The next question comes from Xin Liu from JPMorgan. Xin Liu - JPMorgan: My question is regarding the IDRs you gave up and the [G&E] credit that you gave for the WPZ. Do you get anything in return?
This is Don Chappel. I think what we get in return is the value of our LP units goes up. We think in time, the value of our GP will go up as well. We also have currency, an MLP currency that's more useful at very high yields that WPZ was at as a result of investor concerns about distribution maintenance. The currency was not very useful to us. So as that yield comes down, we have again an alternate source of equity capital that we can tap for some of these very attractive projects. So, that is what we get in return. So I view it as strategic. Xin Liu - JPMorgan: Okay and another question regarding the drilling program at the Piceance. How many rigs do you have over there and what have you seen in terms of production in the Rockies in general?

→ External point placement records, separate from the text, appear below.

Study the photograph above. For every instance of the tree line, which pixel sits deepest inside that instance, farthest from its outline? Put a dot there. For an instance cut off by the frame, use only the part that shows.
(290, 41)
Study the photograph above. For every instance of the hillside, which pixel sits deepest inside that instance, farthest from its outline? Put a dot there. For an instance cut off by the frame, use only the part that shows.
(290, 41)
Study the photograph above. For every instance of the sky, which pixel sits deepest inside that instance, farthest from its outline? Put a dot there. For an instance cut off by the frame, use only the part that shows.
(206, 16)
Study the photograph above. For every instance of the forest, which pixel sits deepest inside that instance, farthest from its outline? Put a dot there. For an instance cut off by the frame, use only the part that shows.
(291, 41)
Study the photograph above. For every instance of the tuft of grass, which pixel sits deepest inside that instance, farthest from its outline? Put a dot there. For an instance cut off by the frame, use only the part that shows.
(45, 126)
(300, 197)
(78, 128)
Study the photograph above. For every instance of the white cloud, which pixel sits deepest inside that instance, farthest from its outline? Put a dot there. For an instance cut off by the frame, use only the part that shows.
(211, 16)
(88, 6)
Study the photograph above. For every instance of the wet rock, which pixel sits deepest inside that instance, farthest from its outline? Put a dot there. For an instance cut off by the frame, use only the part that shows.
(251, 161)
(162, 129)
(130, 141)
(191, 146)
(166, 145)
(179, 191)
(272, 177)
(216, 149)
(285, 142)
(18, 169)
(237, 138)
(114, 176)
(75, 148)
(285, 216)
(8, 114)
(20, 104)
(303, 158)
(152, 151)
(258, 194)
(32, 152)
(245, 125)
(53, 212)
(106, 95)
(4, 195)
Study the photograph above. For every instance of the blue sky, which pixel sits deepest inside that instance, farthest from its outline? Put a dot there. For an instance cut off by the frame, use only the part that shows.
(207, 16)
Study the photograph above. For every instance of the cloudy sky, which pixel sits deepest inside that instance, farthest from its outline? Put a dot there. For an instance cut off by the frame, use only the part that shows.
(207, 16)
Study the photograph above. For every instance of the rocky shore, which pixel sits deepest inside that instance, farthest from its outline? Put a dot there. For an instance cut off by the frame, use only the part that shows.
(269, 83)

We have seven rigs in the valley and one in the highlands. So that's a total of eight, down from 28 fourth quarter of last year. We have seen prices continue to come down for all services. We also believe that Rockies production has probably peaked in the region, not peaked permanently but peaked for this year. If it hasn't already, it will very quickly. And thus we feel that as we move on down the road that with the infrastructure in place, it is already in place, an infrastructure that will be built in the next couple of years; the Rockies could possibly turn into an advantage transportation outlet versus some of the other areas of the country.
Just a couple of quick follow-ups. On Venezuela, is there any way to get upside down there? If you guys are continuing to operate but Petrowayu is not paying its bills, is there a risk that we are not just putting the profit in kind of the nonrecurring box that we could actually go negative?
No, we have a set date for the way the agreements work that we would discontinue operations and that's in the very near future.
Okay and then just lastly, Ralph, you had mentioned of the production growth of 2% to 4% this year. Are we still kind of targeting an exit rate for the year of roughly a 5% decline or has that been pushed up?
We still think a 5% decline although first quarter production as you saw was higher than we what we thought it would be. We still see a decline for the year and then flattening out next year.
We have no further questions. I would like to turn the conference back over to Mr. Steve Malcolm for closing remarks.
Great. Here we are. It looks like we're getting through this call in less than 30 minutes. We look forward to seeing you on May 12 and see you then. Thanks.
Thank you. That does conclude today's conference. We thank you all for your participation.